If you are opening up a large-scale business, you will usually be using some of your personal money as seed capital. You take a share of the ownership in exchange for control on the board of directors, for example. However, the line is usually clear between your personal financial stake and what the business owns and owes. It keeps things nice and simple.
For those running a lifestyle business, the lines are much less stark. There is no board of directors: there’s just you, doing the best you can to make your idea into a business reality. You are everything to the business. You’re the designer, the social media manager, the accountant, the customer service agent. For these lifestyle businesses, the mere concept of a work/life balance seems ridiculous, because the two meld together so seamlessly.
It therefore seems natural that, as a part of that, your personal funds become the business funds as well. Maybe it starts innocuously, such as deciding to forgo a morning cup of coffee at a coffee shop so you can buy some stationery for the business. Then it pushes onward.
Without careful control, before you know it, you are assessing your funds – and you can’t see where the business begins and you as a person end. They are all blended together; the same accounts and money that are used to pay a business supplier are also used for new curtains in your house. It’s a tangled mess.
The most troubling thing about this all-too-familiar state of affairs is that it’s a mess many lifestyle business owners don’t see any problem with. “The clue is in the name!” they insist. They’re a lifestyle businesses; there to provide a lifestyle for the person running it. You’re not looking to take over the world or expand; you’re just looking for something profitable enough to keep you away from working for someone else.

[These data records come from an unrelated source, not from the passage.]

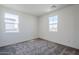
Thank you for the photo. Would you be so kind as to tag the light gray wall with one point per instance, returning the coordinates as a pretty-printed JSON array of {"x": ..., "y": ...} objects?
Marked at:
[
  {"x": 27, "y": 28},
  {"x": 68, "y": 27}
]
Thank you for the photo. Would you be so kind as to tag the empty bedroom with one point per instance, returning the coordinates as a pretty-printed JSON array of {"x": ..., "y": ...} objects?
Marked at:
[{"x": 39, "y": 29}]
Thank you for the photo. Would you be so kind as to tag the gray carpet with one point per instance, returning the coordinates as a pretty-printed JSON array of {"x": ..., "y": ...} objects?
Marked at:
[{"x": 37, "y": 47}]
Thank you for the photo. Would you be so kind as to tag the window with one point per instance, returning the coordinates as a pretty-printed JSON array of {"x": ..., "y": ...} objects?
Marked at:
[
  {"x": 53, "y": 23},
  {"x": 11, "y": 22}
]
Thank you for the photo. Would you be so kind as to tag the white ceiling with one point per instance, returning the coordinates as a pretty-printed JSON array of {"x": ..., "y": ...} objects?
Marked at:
[{"x": 35, "y": 9}]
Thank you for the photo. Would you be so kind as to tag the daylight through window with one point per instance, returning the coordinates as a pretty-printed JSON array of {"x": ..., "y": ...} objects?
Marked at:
[
  {"x": 11, "y": 22},
  {"x": 53, "y": 23}
]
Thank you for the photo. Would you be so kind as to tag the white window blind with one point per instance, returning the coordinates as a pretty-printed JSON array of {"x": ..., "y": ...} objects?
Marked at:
[
  {"x": 11, "y": 22},
  {"x": 53, "y": 23}
]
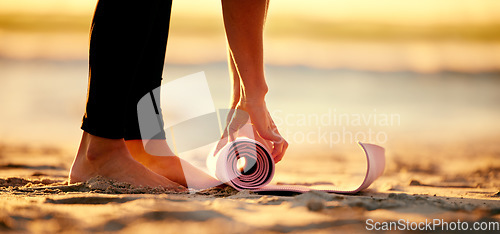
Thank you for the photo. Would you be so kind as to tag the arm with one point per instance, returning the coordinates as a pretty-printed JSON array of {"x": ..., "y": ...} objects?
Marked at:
[{"x": 244, "y": 22}]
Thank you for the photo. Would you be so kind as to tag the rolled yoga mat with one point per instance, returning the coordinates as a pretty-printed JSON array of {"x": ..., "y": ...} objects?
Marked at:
[{"x": 247, "y": 164}]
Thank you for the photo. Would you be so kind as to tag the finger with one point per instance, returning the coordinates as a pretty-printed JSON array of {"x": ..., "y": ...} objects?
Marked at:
[
  {"x": 280, "y": 156},
  {"x": 238, "y": 120},
  {"x": 278, "y": 148}
]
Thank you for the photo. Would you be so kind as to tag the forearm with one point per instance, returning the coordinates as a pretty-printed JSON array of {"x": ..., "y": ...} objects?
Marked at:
[{"x": 244, "y": 22}]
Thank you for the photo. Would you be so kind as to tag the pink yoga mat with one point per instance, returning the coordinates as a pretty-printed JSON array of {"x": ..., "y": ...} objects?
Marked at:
[{"x": 246, "y": 164}]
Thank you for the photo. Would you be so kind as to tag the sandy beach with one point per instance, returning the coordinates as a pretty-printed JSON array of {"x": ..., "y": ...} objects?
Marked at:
[{"x": 419, "y": 78}]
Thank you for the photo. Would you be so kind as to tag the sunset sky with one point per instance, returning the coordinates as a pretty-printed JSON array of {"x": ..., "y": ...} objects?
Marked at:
[{"x": 420, "y": 35}]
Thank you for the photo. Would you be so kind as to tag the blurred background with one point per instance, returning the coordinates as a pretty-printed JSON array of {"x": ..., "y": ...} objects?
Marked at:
[{"x": 431, "y": 66}]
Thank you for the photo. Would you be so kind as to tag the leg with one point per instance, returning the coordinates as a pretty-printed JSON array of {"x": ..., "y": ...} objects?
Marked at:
[
  {"x": 244, "y": 22},
  {"x": 117, "y": 41}
]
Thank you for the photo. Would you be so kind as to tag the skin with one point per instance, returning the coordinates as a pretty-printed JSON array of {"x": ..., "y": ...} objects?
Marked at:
[{"x": 127, "y": 161}]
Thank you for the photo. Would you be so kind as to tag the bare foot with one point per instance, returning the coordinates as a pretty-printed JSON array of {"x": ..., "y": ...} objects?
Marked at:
[
  {"x": 169, "y": 165},
  {"x": 110, "y": 158}
]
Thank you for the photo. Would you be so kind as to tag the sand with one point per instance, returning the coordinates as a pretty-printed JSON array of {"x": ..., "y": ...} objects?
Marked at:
[{"x": 35, "y": 197}]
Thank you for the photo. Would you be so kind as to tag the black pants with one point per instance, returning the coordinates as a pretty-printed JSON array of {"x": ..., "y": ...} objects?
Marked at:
[{"x": 126, "y": 58}]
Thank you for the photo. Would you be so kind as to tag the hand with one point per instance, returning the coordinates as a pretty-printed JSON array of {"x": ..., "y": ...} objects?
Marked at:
[{"x": 252, "y": 119}]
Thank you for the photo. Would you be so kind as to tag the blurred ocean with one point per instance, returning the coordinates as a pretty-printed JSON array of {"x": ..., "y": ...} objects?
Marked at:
[{"x": 43, "y": 101}]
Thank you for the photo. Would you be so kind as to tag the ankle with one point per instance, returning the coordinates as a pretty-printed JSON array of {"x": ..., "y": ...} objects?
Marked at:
[{"x": 101, "y": 148}]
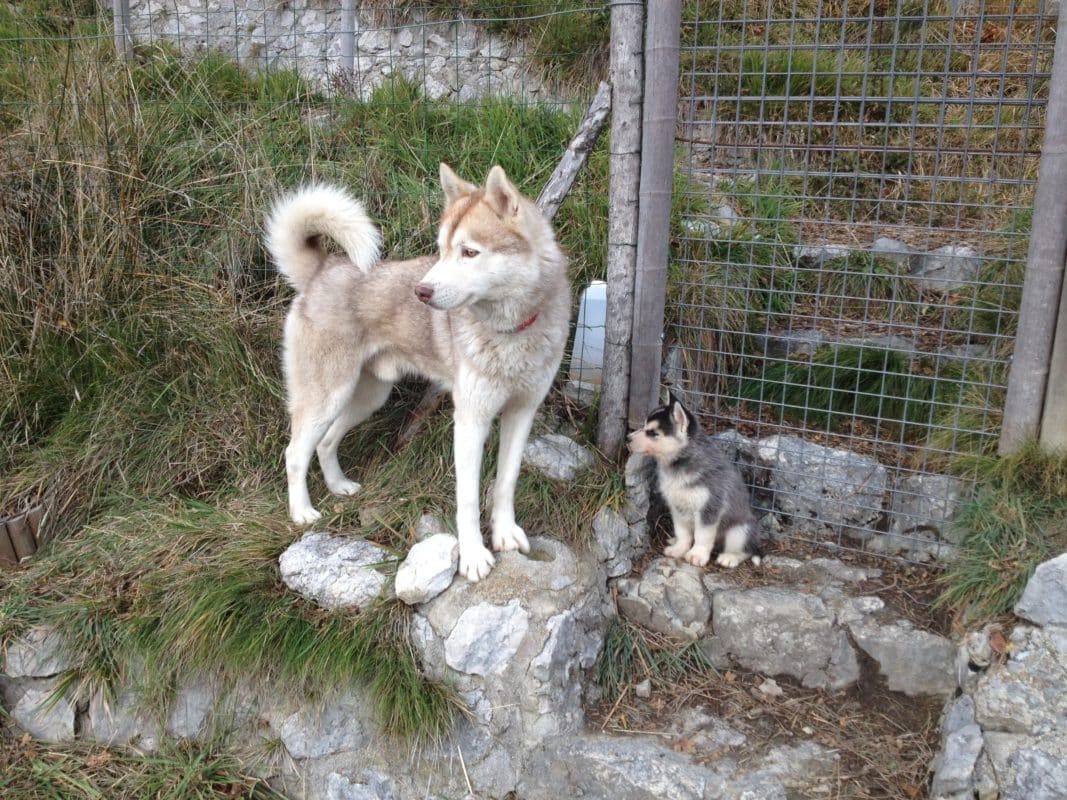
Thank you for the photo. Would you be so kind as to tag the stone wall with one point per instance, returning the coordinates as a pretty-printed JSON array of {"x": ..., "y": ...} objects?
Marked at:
[{"x": 449, "y": 59}]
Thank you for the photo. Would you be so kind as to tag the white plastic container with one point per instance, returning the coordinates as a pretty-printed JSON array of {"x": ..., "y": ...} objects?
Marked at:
[{"x": 587, "y": 355}]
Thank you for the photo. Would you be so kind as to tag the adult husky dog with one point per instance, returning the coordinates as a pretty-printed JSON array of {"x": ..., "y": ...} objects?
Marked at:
[{"x": 487, "y": 318}]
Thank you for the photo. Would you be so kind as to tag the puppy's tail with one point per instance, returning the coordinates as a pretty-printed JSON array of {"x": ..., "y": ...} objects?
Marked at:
[{"x": 298, "y": 221}]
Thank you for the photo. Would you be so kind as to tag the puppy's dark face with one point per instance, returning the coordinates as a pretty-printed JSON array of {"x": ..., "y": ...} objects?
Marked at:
[{"x": 666, "y": 432}]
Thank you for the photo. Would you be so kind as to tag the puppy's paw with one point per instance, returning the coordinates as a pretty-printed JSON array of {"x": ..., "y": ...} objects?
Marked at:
[
  {"x": 730, "y": 560},
  {"x": 306, "y": 515},
  {"x": 476, "y": 562},
  {"x": 510, "y": 538},
  {"x": 677, "y": 550},
  {"x": 698, "y": 556},
  {"x": 345, "y": 488}
]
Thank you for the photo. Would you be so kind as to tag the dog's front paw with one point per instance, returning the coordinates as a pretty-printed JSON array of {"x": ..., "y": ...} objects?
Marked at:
[
  {"x": 510, "y": 538},
  {"x": 698, "y": 556},
  {"x": 677, "y": 549},
  {"x": 306, "y": 515},
  {"x": 345, "y": 488},
  {"x": 476, "y": 562}
]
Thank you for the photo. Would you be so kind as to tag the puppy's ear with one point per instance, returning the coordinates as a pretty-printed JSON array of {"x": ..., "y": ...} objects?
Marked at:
[
  {"x": 452, "y": 185},
  {"x": 502, "y": 194},
  {"x": 679, "y": 415}
]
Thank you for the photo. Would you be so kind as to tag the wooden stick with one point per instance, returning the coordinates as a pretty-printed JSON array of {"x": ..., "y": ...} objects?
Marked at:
[
  {"x": 8, "y": 555},
  {"x": 562, "y": 177},
  {"x": 21, "y": 537}
]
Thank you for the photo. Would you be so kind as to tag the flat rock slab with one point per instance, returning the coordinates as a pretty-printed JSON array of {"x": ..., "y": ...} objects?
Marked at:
[
  {"x": 335, "y": 572},
  {"x": 428, "y": 569},
  {"x": 1045, "y": 600},
  {"x": 557, "y": 457}
]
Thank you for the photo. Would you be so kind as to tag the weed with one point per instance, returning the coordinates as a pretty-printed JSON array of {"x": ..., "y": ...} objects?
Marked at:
[{"x": 1016, "y": 520}]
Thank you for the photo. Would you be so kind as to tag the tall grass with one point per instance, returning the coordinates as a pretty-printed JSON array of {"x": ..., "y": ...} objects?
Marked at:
[
  {"x": 1016, "y": 520},
  {"x": 139, "y": 331}
]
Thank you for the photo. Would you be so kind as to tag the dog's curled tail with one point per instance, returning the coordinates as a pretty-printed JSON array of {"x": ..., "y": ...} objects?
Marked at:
[{"x": 298, "y": 221}]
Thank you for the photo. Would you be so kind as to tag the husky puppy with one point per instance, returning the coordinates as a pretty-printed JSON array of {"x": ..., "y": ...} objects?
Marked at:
[
  {"x": 707, "y": 499},
  {"x": 486, "y": 318}
]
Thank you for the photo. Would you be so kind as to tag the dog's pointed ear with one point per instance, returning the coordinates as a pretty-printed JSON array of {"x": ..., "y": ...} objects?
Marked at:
[
  {"x": 679, "y": 415},
  {"x": 452, "y": 185},
  {"x": 502, "y": 193}
]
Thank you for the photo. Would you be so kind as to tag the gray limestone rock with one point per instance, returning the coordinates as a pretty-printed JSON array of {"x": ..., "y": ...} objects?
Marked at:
[
  {"x": 486, "y": 637},
  {"x": 121, "y": 719},
  {"x": 912, "y": 661},
  {"x": 428, "y": 569},
  {"x": 335, "y": 572},
  {"x": 1044, "y": 601},
  {"x": 557, "y": 457},
  {"x": 776, "y": 630},
  {"x": 948, "y": 268},
  {"x": 343, "y": 723},
  {"x": 954, "y": 769},
  {"x": 891, "y": 250},
  {"x": 669, "y": 597},
  {"x": 824, "y": 490},
  {"x": 926, "y": 504},
  {"x": 34, "y": 707},
  {"x": 37, "y": 653},
  {"x": 369, "y": 785},
  {"x": 617, "y": 543}
]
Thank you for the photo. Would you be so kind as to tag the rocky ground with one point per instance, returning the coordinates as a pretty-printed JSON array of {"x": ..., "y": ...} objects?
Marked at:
[{"x": 808, "y": 676}]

So what does it matter if the two sources of income and expenditure are blended together?
It matters quite a lot, actually.
Tax Time Is Going To Be A Nightmare
Is there any phrase more miserable in the English language than “do your taxes”?

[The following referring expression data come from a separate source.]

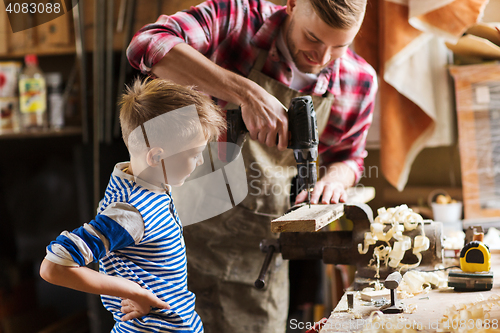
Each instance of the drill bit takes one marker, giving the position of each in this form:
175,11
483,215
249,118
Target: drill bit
308,193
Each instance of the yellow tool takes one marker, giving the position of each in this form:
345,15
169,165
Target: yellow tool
475,264
475,257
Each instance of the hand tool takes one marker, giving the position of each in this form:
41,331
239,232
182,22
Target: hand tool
392,282
304,140
475,265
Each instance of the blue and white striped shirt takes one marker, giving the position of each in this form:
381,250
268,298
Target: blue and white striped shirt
136,235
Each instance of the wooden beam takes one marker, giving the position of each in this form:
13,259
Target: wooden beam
305,219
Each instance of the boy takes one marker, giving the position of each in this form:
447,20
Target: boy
137,235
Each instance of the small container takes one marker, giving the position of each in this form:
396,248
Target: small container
9,109
32,95
55,100
9,73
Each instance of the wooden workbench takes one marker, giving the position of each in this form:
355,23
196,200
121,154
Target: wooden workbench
430,306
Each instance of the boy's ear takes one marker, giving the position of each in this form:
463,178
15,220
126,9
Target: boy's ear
290,6
153,157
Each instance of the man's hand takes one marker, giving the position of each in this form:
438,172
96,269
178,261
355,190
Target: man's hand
329,192
331,187
141,305
265,118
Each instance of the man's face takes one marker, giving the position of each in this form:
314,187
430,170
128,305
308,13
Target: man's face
312,43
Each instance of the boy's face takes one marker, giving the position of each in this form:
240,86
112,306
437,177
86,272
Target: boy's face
179,167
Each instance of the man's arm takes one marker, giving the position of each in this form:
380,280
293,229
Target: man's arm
89,281
177,48
263,114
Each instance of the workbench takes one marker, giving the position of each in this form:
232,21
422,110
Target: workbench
430,306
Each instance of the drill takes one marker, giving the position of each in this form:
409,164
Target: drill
303,129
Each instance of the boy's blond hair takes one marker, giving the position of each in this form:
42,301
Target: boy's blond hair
340,14
149,98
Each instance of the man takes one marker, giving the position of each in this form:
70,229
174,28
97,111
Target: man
257,55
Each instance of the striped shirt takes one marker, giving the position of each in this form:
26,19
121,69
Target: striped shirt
136,235
231,33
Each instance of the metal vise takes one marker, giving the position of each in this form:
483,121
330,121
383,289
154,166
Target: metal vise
341,247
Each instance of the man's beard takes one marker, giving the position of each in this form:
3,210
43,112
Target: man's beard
294,53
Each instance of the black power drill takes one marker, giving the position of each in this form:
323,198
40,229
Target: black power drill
303,129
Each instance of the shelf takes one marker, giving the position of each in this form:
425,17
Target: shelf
67,131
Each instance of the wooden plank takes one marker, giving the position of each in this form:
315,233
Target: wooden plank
4,29
305,219
360,194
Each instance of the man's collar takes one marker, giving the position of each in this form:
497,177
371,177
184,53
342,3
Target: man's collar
269,30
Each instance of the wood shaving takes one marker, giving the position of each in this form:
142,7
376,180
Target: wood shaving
400,218
473,317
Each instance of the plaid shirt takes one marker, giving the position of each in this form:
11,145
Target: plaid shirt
231,32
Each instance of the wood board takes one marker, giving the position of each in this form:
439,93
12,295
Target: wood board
305,219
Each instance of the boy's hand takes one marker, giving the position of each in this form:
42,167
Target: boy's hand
141,306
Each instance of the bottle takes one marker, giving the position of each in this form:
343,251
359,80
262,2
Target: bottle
55,100
32,95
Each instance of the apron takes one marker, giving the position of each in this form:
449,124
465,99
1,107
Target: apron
224,258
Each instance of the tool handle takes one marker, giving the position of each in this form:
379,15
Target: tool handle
393,280
302,124
260,283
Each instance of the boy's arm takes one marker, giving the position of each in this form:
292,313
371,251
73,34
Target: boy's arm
89,281
118,226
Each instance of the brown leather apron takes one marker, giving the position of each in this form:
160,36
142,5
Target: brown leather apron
224,259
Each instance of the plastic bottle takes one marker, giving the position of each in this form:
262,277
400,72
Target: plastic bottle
32,95
55,100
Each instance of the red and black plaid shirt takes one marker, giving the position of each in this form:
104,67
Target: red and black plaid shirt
231,32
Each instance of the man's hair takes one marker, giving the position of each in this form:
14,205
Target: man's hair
147,99
340,14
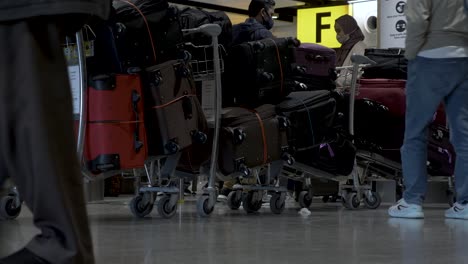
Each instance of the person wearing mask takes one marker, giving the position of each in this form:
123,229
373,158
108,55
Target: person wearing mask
437,50
37,145
350,36
258,25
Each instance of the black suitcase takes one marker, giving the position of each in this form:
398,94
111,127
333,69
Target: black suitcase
193,18
259,72
391,64
174,118
137,48
315,83
336,156
311,115
251,138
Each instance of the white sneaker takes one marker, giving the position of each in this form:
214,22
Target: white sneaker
458,211
405,210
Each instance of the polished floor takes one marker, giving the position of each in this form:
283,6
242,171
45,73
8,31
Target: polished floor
330,234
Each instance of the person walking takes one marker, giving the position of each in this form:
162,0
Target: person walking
37,146
437,50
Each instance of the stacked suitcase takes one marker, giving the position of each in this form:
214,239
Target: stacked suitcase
383,87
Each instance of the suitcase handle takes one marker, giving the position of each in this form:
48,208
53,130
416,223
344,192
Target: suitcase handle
137,143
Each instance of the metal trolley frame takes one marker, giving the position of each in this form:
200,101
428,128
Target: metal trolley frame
354,188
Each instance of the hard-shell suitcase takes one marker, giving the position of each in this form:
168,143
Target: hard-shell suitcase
390,93
194,18
311,115
251,138
440,153
137,48
315,83
391,64
316,60
335,156
259,72
115,133
175,119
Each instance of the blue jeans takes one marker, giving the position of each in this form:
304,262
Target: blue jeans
430,82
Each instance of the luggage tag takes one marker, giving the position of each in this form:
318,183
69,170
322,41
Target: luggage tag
74,77
89,43
208,102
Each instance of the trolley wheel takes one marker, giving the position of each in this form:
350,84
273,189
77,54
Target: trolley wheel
374,201
451,197
165,209
334,198
139,208
249,205
351,201
203,208
277,204
233,202
304,199
325,199
8,210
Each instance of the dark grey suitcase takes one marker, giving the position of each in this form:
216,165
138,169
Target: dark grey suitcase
251,138
174,117
260,72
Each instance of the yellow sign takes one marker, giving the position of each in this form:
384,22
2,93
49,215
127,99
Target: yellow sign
317,25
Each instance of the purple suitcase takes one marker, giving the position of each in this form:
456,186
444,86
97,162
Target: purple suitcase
440,153
316,59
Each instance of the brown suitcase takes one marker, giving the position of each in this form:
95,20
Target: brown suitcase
175,119
251,138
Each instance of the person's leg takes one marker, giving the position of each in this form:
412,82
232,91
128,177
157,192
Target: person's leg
37,143
456,105
425,89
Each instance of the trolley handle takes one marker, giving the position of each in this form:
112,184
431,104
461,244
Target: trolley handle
358,61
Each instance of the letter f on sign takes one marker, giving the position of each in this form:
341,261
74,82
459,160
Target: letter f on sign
321,26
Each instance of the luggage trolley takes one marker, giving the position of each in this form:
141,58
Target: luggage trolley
160,171
10,205
354,188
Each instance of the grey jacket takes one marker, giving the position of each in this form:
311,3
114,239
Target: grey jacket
23,9
434,24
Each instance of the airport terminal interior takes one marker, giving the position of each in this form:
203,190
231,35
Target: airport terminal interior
319,204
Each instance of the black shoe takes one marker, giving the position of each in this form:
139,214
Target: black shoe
23,256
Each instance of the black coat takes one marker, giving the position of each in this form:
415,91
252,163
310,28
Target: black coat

If you blend together your business and personal finances, then that phrase is going to take on a whole new meaning of hell. From that knot of financial mess, you have to extract information – and it’s going to take a very, very long time to do it. Too many of us running small businesses are guilty of pushing it into the background, into the territory of “I’ll take care of it when I have to”. But that time will come, and by keeping the two financial histories running alongside one another, it’s going to be even more unpleasant than it has to be.

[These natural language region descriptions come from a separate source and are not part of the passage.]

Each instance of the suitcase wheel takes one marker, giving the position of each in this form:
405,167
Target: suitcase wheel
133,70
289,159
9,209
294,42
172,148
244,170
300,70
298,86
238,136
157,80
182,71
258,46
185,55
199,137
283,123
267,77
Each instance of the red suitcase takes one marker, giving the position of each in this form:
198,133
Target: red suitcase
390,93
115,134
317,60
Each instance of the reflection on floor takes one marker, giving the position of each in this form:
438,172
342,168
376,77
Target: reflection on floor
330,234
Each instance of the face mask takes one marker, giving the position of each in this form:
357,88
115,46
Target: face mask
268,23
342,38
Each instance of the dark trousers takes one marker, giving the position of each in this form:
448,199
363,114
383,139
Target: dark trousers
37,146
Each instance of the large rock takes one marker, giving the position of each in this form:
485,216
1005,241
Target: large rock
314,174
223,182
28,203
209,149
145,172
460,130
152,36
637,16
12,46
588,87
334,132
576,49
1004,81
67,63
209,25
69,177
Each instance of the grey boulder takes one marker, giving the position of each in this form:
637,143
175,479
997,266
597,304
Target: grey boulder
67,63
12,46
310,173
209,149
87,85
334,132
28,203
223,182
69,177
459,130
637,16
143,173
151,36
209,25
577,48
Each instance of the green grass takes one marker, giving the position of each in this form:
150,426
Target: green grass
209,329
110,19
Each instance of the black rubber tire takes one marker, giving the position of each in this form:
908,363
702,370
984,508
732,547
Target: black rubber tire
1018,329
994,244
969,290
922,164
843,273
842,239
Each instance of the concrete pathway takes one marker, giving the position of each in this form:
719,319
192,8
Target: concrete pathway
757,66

Financial Peril Gets Even Worse
There are benefits to keeping all of your financial affairs in one pot. Aside from tax time, it’s generally easier as you only have to deal with one set of accounting.
The problems come when you find yourself in the position of debt. There are times in business when you have to take on debt; in fact, it’s almost a necessity if you want your company to thrive. However, if you don’t have proper separation of the two sides of your financial life, than that debt isn’t just threatening your business – it’s threatening you. If it comes due and you can’t pay, then there’s a good chance creditors will expect you to dip into personal funds to clear it.
Then there is the impact your personal finances can have on the business side. If you have bad credit, personal debts that force you to get a loan, or – worst of all – default on a payment, then it’s going to show on any financial health report for your business too. It could even be impacted by the person you live with, as finances tend to be tied together by credit reference agencies. Your business might be booming, but it will be tough to tell if your personal status isn’t quite as it should be.
Then there is the fact that you could be the slickest, most on-the-ball business owner that the world has ever seen – but that doesn’t mean that your personal finances are in good shape. The bleed between the two will impact both sides, and it will predominantly happen in a negative way.
If You Do Want To Expand, Life Gets Tough
While you might not think your business will grow to the point of expansion, it seems a bad idea to rule out the possibility of success booming and a larger future calling. If you do reach that point, then any potential investors or creditors – such as a bank providing a business loan – are going to want to see the company finances.
You might think that being able to point to an overflowing checking account would solve the issue, but they will want to get down into far more detail than that. In fact, some lenders won’t even consider you until you completely separate the two sides of your financial matters. That means not only will you be trying to oversee a business expansion, but you’ll be panicking over the financial process too. Why not save yourself some stress and do it sooner than later?
So yes, while there is an ease to keeping your finances all in one place with a lifestyle business, it can be far more trouble than it’s worth. It might seem like a grand gesture to go and open a business account; a little too entrepreneurial for something you still consider a hobby as much as anything. But it’s a step you have to take, sooner rather than later. Even if your business is just starting out – in fact, especially if your business is just starting out – then there is a need to keep the two things on different sides of a chasm.
You can still invest in your business of course – and pocket the profits. It just needs to have a clear line of division, so when money moves between them, you can track it from both sources. It’s the best thing you can do for the health of your business’ financial future – so what have you got to lose?